Non mi è mai successo di scrivere due post in un giorno, qui. Ma quel che è accaduto merita di essere raccontato. E’ un po’ la storia di quel che siamo diventati tutti ultimamente: inutilmente, stupidamente, irrazionalmente violenti.
Mia figlia stamattina va al supermercato presto. La piccola dorme, l’altro gioca con il papà, lei alle nove è a far la spesa.
Carica l’auto e torna verso casa. Alla solita rotonda gira a sinistra, imbocca il vialetto che porta al Comune, si ferma perché un’auto deve entrare in un box, e poi riparte. A che velocità poteva andare? Ben poco: subito dopo ci sono (nel giro di cento metri) due bumper con le strisce pedonali. E infatti rallenta immediatamente, vedendo tre persone che sembrano voler attraversare la strada. Ma tutti e tre si fermano, come se avessero cambiato idea. Quindi mia figlia posa di nuovo il piede sull’acceleratore ma non fa in tempo a fare un metro: il più giovane dei tre, probabilmente il figlio – intorno ai venticinque anni - ci ripensa e attraversa. Nessun problema, vista la non-velocità dell’auto di mia figlia, che si ferma prontamente.
Il resoconto l’ho avuto al telefono, ma la conosco bene, e soprattutto conosco bene quel tratto di strada che faccio tutte le mattine. Nemmeno volendo si può andare a più di 20 all’ora: la strada è stretta e a doppio senso, due bumper nel giro di cento metri, un parchetto da un lato. Insomma, si va pianissimo anche se non si vuole. Quindi fin qui so che non può aver detto nulla che non corrisponda al vero.
Ma torniamo sul luogo dell’accaduto. Mia figlia in auto, ferma, aspetta che il ragazzo attraversi. Quel che non si aspetta è che la madre di questo ragazzo cominci ad inveire e a brandire l’ombrello come un’arma. Urla, la donna, improperi violenti nemmeno si fosse attentato alla vita del figlio. Mia figlia protesta che si è fermata, che non è successo niente, che all’inizio aveva pensato che non volessero attraversare.

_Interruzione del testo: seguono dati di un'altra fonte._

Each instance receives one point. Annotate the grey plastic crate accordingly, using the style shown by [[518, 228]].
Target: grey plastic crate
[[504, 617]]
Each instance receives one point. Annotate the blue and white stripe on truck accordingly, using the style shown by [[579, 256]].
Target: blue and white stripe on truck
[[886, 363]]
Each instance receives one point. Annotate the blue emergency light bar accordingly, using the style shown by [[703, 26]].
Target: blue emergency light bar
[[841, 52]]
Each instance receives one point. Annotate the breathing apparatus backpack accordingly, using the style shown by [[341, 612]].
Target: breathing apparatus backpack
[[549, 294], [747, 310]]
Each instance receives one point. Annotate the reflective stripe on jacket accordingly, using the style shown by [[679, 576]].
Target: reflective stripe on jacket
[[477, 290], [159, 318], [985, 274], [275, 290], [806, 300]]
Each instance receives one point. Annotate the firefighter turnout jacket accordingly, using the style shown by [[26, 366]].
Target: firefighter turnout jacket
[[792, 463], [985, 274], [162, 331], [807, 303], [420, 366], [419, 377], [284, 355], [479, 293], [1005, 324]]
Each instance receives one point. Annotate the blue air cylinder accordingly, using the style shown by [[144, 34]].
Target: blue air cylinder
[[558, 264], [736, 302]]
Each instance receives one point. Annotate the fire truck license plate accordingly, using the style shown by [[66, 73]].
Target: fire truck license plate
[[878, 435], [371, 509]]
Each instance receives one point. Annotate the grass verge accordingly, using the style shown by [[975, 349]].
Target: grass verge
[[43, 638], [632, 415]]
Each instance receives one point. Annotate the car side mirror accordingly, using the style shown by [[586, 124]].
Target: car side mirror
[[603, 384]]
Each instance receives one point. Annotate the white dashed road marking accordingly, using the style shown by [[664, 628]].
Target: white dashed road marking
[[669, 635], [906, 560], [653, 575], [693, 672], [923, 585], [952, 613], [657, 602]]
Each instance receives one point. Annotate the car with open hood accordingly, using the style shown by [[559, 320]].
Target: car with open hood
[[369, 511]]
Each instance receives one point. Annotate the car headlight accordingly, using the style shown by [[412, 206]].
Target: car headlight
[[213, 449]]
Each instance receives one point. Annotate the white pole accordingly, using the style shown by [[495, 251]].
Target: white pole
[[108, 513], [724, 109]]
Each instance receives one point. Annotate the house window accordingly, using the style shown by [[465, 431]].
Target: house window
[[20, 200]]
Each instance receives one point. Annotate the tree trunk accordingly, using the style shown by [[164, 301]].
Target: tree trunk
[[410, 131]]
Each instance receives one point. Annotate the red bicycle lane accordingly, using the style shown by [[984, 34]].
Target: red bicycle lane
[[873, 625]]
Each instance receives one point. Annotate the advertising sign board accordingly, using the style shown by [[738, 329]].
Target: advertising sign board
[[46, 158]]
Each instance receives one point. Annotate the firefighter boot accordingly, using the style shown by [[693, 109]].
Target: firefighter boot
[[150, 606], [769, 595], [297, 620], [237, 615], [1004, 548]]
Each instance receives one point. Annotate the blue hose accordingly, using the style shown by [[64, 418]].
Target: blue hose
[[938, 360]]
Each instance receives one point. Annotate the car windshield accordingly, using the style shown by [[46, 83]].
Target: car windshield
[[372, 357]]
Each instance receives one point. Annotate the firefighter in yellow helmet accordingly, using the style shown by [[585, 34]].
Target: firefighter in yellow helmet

Inutile, i tre non sentono ragioni. I due uomini cominciano a picchiare sull’auto con i pugni, urlano insulti irripetibili, cercano di staccare lo specchietto laterale, la donna con l’ombrello si avvicina ancora di più e vede i due seggiolini per bambini sul sedile posteriore “E hai pure dei figli, brutta ….”, urla ormai fuori controllo. Mia figlia continua a dire “non è successo niente, signora, mi sono fermata ben lontana da suo figlio”. E a quel punto, pur spaventatissima, tenta perfino di scendere dell’auto per cercare di far ragionare i tre. Ma un colpo alla portiera dell’auto la fa risalire dolorante, di corsa. Ora davvero ha paura, cerca con lo sguardo aiuto, ma le poche persone che passeggiano a quell’ora sono distanti. I vigili pattugliano sempre le strade, ma in quel momento non c’è in giro nessuno.
Ma è quel che dice la donna, improvvisamente, scossa dall’ira, che stravolge del tutto mia figlia “TI AUGURO CHE I TUOI FIGLI MUOIANO SCHIACCIATI IN UN INCIDENTE”, urla. Non una volta, più volte. E questo mentre figlio e marito tempestano ancora di pugni l’auto.
Più della violenza perpetrata dai due uomini, sono queste parole a sconvolgere mia figlia. Sento ancora la sua voce rotta mentre mi racconta quel che è accaduto. Io non ho parole per commentare.
Anzi no, le ho.
Signora con il caschetto rosso e l’ombrello verde che abita a Segrate o che comunque passeggiava lì verso le 10 di stamattina, con marito e figlio “buona festa della mamma anche a lei”. Sono sicura che suo figlio ha visto la parte migliore della mamma.